Diary of a Mad Sportswriter

Stan Hudy is a sportswriter for The Saratogian and Community News. He covers high school and youth sports in the Saratoga County area as well as writing a weekly book review on sports books. He's not just a "stick and ball" sportswriter, he's willing to take on any sport as well as any subject.

Monday, January 25, 2010

Hudy Head book review: The GM

Author Tom Callahan returns to the sidelines — and the front office — in his cooperative work with retired general manager of the New York Giants football team, Ernie Accorsi, in "The GM: A Football Life, a Final Season, and a Last Laugh."
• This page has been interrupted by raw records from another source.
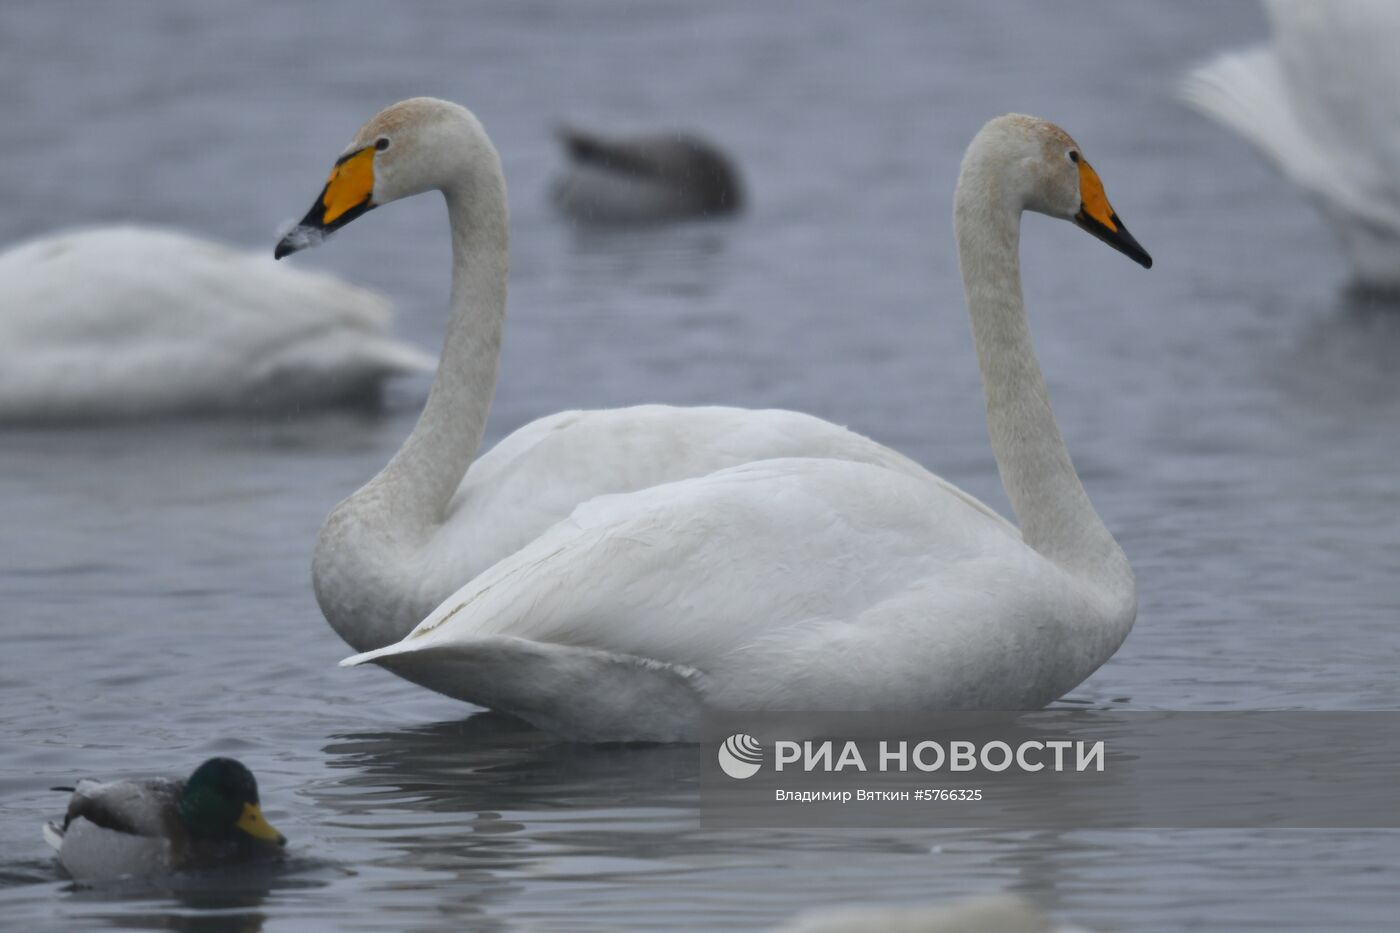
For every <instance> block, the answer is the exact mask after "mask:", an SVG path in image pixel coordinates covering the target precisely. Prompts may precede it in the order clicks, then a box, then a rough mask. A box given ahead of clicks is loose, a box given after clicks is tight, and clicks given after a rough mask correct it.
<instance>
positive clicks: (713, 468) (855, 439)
mask: <svg viewBox="0 0 1400 933" xmlns="http://www.w3.org/2000/svg"><path fill="white" fill-rule="evenodd" d="M788 457H813V458H823V459H846V461H855V462H865V464H872V465H876V466H882V468H885V469H890V471H895V472H897V474H902V475H906V476H910V478H914V479H920V481H923V482H928V483H932V485H935V486H939V488H941V489H944V490H945V492H948V493H949V495H953V496H959V497H962V499H963V500H965V502H966V503H967V504H969V506H970V507H973V509H976V510H979V511H981V513H983V514H984V516H986V517H987V518H988V520H991V521H997V523H1001V524H1002V525H1004V527H1005V530H1007V531H1008V532H1011V534H1019V532H1016V530H1015V527H1014V525H1011V524H1009V523H1007V521H1005V520H1002V518H1001V517H1000V516H998V514H997V513H995V511H993V510H991V509H988V507H987V506H984V504H983V503H980V502H977V500H976V499H973V497H972V496H967V495H966V493H963V492H962V490H959V489H956V488H955V486H952V485H951V483H946V482H945V481H942V479H941V478H938V476H935V475H934V474H931V472H928V471H927V469H925V468H924V466H921V465H920V464H917V462H914V461H913V459H910V458H907V457H904V455H903V454H900V452H897V451H895V450H892V448H889V447H886V445H883V444H879V443H876V441H874V440H871V438H869V437H865V436H862V434H858V433H855V431H851V430H848V429H846V427H841V426H839V424H833V423H830V422H826V420H822V419H819V417H813V416H811V415H802V413H799V412H788V410H783V409H739V408H724V406H703V408H673V406H668V405H638V406H631V408H620V409H599V410H570V412H559V413H556V415H550V416H546V417H542V419H538V420H535V422H531V423H529V424H526V426H524V427H521V429H519V430H517V431H514V433H512V434H510V436H508V437H505V438H504V440H501V441H500V443H498V444H497V445H496V447H493V448H491V450H490V451H489V452H486V454H483V455H482V457H479V458H477V459H476V461H475V462H473V464H472V466H470V469H469V471H468V472H466V476H465V478H463V481H462V485H461V486H459V488H458V492H456V495H455V497H454V500H452V503H451V504H449V507H448V518H447V520H445V521H444V524H442V525H441V527H440V528H438V530H437V532H435V541H434V542H433V546H431V548H428V549H426V553H427V555H428V558H427V560H428V566H426V567H423V573H421V580H423V581H424V593H423V598H421V600H420V604H424V605H423V611H421V614H420V616H419V618H420V619H421V616H423V615H426V612H427V611H428V608H430V607H433V605H437V604H438V602H441V600H442V598H444V597H445V595H447V594H449V593H452V591H454V590H456V588H458V587H459V586H461V584H462V581H463V580H470V579H472V577H475V576H477V574H479V573H482V572H484V570H486V569H487V567H490V566H491V565H493V563H496V562H497V560H500V559H503V558H505V556H508V555H512V553H515V552H517V551H519V549H521V548H524V546H525V545H528V544H529V542H532V541H533V539H535V538H538V537H539V535H540V534H543V532H545V531H546V530H547V528H549V527H550V525H553V524H554V523H556V521H559V520H561V518H566V517H567V516H568V514H570V513H571V511H573V510H574V509H575V507H577V506H578V504H580V503H584V502H588V500H589V499H594V497H596V496H602V495H609V493H629V492H636V490H638V489H647V488H651V486H657V485H661V483H669V482H675V481H680V479H690V478H694V476H704V475H708V474H713V472H717V471H720V469H727V468H729V466H736V465H741V464H746V462H755V461H760V459H778V458H788ZM403 630H405V632H406V630H407V629H403Z"/></svg>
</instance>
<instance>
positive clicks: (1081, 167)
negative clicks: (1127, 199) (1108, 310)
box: [1074, 158, 1152, 269]
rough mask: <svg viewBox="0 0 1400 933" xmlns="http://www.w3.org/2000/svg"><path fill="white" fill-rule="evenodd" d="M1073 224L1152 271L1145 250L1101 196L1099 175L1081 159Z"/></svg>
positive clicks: (1101, 192) (1079, 161)
mask: <svg viewBox="0 0 1400 933" xmlns="http://www.w3.org/2000/svg"><path fill="white" fill-rule="evenodd" d="M1074 223H1075V224H1078V227H1079V228H1081V230H1086V231H1088V233H1091V234H1093V235H1095V237H1098V238H1099V240H1102V241H1103V242H1106V244H1109V245H1110V247H1113V248H1114V249H1117V251H1119V252H1121V254H1123V255H1126V256H1127V258H1128V259H1133V261H1134V262H1137V263H1138V265H1141V266H1142V268H1144V269H1151V268H1152V256H1149V255H1148V254H1147V249H1144V248H1142V247H1141V245H1140V244H1138V241H1137V240H1134V238H1133V234H1130V233H1128V228H1127V227H1124V226H1123V221H1121V220H1119V216H1117V214H1116V213H1114V212H1113V205H1110V203H1109V198H1107V195H1105V193H1103V182H1100V181H1099V174H1098V172H1096V171H1093V168H1091V167H1089V163H1088V161H1086V160H1084V158H1081V160H1079V213H1077V214H1075V216H1074Z"/></svg>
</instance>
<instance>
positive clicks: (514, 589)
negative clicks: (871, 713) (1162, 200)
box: [343, 115, 1151, 741]
mask: <svg viewBox="0 0 1400 933" xmlns="http://www.w3.org/2000/svg"><path fill="white" fill-rule="evenodd" d="M1023 210H1037V212H1042V213H1047V214H1051V216H1057V217H1064V219H1072V220H1074V221H1075V223H1078V224H1079V226H1081V227H1084V228H1086V230H1088V231H1089V233H1092V234H1095V235H1096V237H1099V238H1100V240H1105V241H1106V242H1109V244H1110V245H1113V247H1114V248H1117V249H1120V251H1123V252H1126V254H1127V255H1130V256H1131V258H1134V259H1137V261H1138V262H1141V263H1142V265H1151V259H1149V258H1148V256H1147V254H1145V252H1144V251H1142V248H1141V247H1138V245H1137V241H1135V240H1133V237H1131V235H1130V234H1128V233H1127V230H1126V228H1124V227H1123V224H1121V221H1120V220H1119V219H1117V214H1114V213H1113V210H1112V207H1110V206H1109V202H1107V199H1106V198H1105V195H1103V189H1102V184H1100V182H1099V179H1098V175H1096V174H1095V172H1093V170H1092V168H1089V164H1088V163H1086V161H1085V160H1084V158H1082V155H1081V154H1079V151H1078V146H1077V144H1075V143H1074V140H1072V139H1070V137H1068V136H1067V134H1065V133H1064V132H1063V130H1060V129H1058V127H1056V126H1053V125H1050V123H1046V122H1043V120H1037V119H1035V118H1026V116H1018V115H1009V116H1004V118H998V119H995V120H991V122H990V123H988V125H987V126H986V127H983V130H981V132H980V133H979V134H977V137H976V139H974V140H973V143H972V144H970V147H969V151H967V155H966V158H965V161H963V170H962V175H960V179H959V185H958V196H956V209H955V227H956V233H958V244H959V256H960V261H962V270H963V280H965V284H966V291H967V304H969V310H970V314H972V322H973V336H974V343H976V346H977V352H979V361H980V364H981V371H983V382H984V389H986V396H987V417H988V427H990V433H991V440H993V450H994V452H995V455H997V462H998V466H1000V469H1001V475H1002V483H1004V486H1005V488H1007V493H1008V496H1009V499H1011V502H1012V504H1014V507H1015V510H1016V516H1018V518H1019V525H1021V530H1019V532H1018V531H1016V530H1015V528H1014V527H1011V525H1009V524H1008V523H1005V521H1002V520H1001V518H998V517H995V514H994V513H993V510H990V509H988V507H986V506H983V504H981V503H979V502H976V500H974V499H973V497H972V496H967V495H966V493H962V492H959V490H956V489H953V488H952V486H949V485H948V483H945V482H942V481H935V479H932V478H931V476H928V475H910V474H909V472H907V471H899V469H895V468H890V466H888V465H879V464H874V462H854V461H843V459H830V458H820V457H802V458H783V459H767V461H759V462H749V464H742V465H735V466H729V468H725V469H720V471H717V472H713V474H708V475H704V476H694V478H690V479H680V481H676V482H671V483H665V485H659V486H654V488H648V489H641V490H637V492H631V493H626V495H613V496H601V497H596V499H592V500H589V502H585V503H582V504H580V506H578V507H577V509H575V510H574V511H573V514H571V516H570V517H568V518H567V520H564V521H560V523H559V524H556V525H553V527H552V528H549V531H546V532H545V534H542V535H540V537H539V538H538V539H536V541H533V542H531V544H529V545H526V546H524V548H521V549H519V551H518V552H515V553H512V555H510V556H508V558H504V559H503V560H500V562H497V563H496V565H494V566H491V567H490V569H489V570H486V572H484V573H482V574H480V576H479V577H476V579H475V580H472V581H470V583H468V584H466V586H465V587H462V588H461V590H458V591H456V593H455V594H452V597H451V598H448V600H445V601H444V602H442V604H441V605H440V607H438V608H437V609H434V611H433V612H431V614H430V615H428V616H427V618H426V619H424V621H423V622H421V623H420V625H419V626H417V628H416V629H413V630H412V632H410V633H409V635H407V637H405V639H403V640H400V642H398V643H396V644H391V646H386V647H382V649H378V650H372V651H367V653H361V654H358V656H354V657H350V658H347V660H346V661H343V664H347V665H354V664H363V663H367V661H374V663H377V664H381V665H382V667H385V668H388V670H391V671H393V672H396V674H399V675H402V677H405V678H407V679H410V681H414V682H417V684H421V685H424V686H428V688H430V689H434V691H438V692H441V693H447V695H449V696H455V698H459V699H463V700H468V702H472V703H479V705H483V706H489V707H493V709H498V710H503V712H507V713H512V714H515V716H519V717H522V719H525V720H528V721H531V723H535V724H536V726H540V727H543V728H547V730H550V731H554V733H559V734H563V735H567V737H571V738H577V740H584V741H615V740H648V741H686V740H693V738H696V735H697V730H699V716H700V713H701V712H703V710H704V709H729V710H745V709H778V710H795V709H815V710H820V709H843V710H923V709H976V707H983V709H986V707H990V709H1012V707H1036V706H1042V705H1044V703H1047V702H1050V700H1053V699H1056V698H1058V696H1060V695H1063V693H1064V692H1067V691H1068V689H1071V688H1072V686H1075V685H1077V684H1079V682H1081V681H1082V679H1084V678H1085V677H1088V675H1089V674H1092V672H1093V671H1095V670H1096V668H1098V667H1099V665H1100V664H1102V663H1103V661H1105V660H1107V658H1109V657H1110V656H1112V654H1113V651H1114V650H1117V646H1119V644H1120V643H1121V642H1123V639H1124V637H1126V636H1127V632H1128V629H1130V628H1131V625H1133V619H1134V616H1135V612H1137V597H1135V587H1134V580H1133V572H1131V567H1130V566H1128V563H1127V559H1126V558H1124V555H1123V552H1121V549H1120V548H1119V546H1117V544H1116V542H1114V541H1113V538H1112V535H1110V534H1109V532H1107V530H1106V528H1105V527H1103V524H1102V521H1100V520H1099V517H1098V514H1096V513H1095V511H1093V507H1092V504H1091V503H1089V500H1088V496H1086V495H1085V492H1084V488H1082V485H1081V483H1079V479H1078V476H1077V475H1075V472H1074V466H1072V464H1071V462H1070V457H1068V452H1067V451H1065V448H1064V441H1063V438H1061V437H1060V431H1058V427H1057V426H1056V423H1054V415H1053V412H1051V410H1050V405H1049V398H1047V394H1046V387H1044V380H1043V377H1042V374H1040V368H1039V366H1037V363H1036V360H1035V353H1033V349H1032V346H1030V336H1029V329H1028V328H1026V319H1025V310H1023V307H1022V301H1021V280H1019V266H1018V241H1019V220H1021V213H1022V212H1023Z"/></svg>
It is hard to imagine that Callahan could follow up his riveting historic work about Johnny Unitas, "Johnny U," but he again proves that with a willing subject and time, great things can again be written for sports fans.


I have to preface my comments by a simple statement: I am not a New York Giants fan. I do not like the Giants and I do not root for the Giants. I am still personally scarred by Buffalo Bills place-kicker Scott Norwood's missed field goal in Super Bowl XXV during a Super Bowl party I personally hosted, surrounded by Giants fans.

With that out there for you to consider, my choice to purchase "The GM" was more to satisfy the New York Giants fans who will be interested in the book, taking one for the team as it were, for this week’s review.

Callahan had full access to Accorsi during his final year as general manager with the New York Giants in 2006. It was Accrosi's 35th year working in the NFL. It was a disappointing season for the club and its fans, filled with injuries, conjecture, and calls for terminations, but with Callahan there at every step of the way, stories from Accorsi made the season shine.

It is rare that an individual decides at an early age that they want to become a general manager of a sports team, but that role fell to Accorsi.

He grew up a fan of baseball great GM Branch Rickey and set himself on the path to work in the front office of baseball with stops along the way as a sports¬writer before turning to the gridiron working for Joe Paterno as a sports information director’s assistant.

He would learn from the best in Paterno before being offered a job in the front office of the Baltimore Colts in 1970.

He was in the big leagues now.

"The GM" doesn’t follow a chronological flow of Accorsi's starts and stops along his career. Callahan weaves the chapters together with his subject's history as well as views from the 2006 season and its ups and downs. The game chapters are quick, outlined snippets of scoring drives and don’t bog down the work.

Accorsi offers front-office insight of the 1983 draft when he successfully took John Elway with the first overall pick in the draft after talking owner Robert Irsay out of trading in during a flurry of telephone calls. He shouldn't have left the office; the same day, Irsay traded Elway to the Broncos.

It wouldn’t be the last time that Accorsi found quarterbacking talent and convinced his owners to trust him. It was Accorsi who successfully drafted Bernie Kosar, with the help of the quarterback's academic acumen and a loophole in the NFL by-laws, and of course, traded for New York’s current QB, Eli Manning.

"The GM" isn't all bright lights and touchdowns as Callahan steps behind closed doors and gives first-hand accounts of the more inept moments in 2006 with current coach Tom Coughlin, the bitter departure of running back Tiki Barber and the saner, brighter side of Jeremy Shockey.

Along the way there are names that are introduced to the reader that may be common to New York Giants fans, injuries, pre-draft opinions, and successes.

"The GM" wouldn’t be complete without revelations about owners, coaches and the New York Giants hierarchy, including the late Wellington Mara and George Young, to name a few. It is the truly personal, personnel insights that Accorsi reveals and Callahan weaves that makes "The GM", like Accorsi a winner.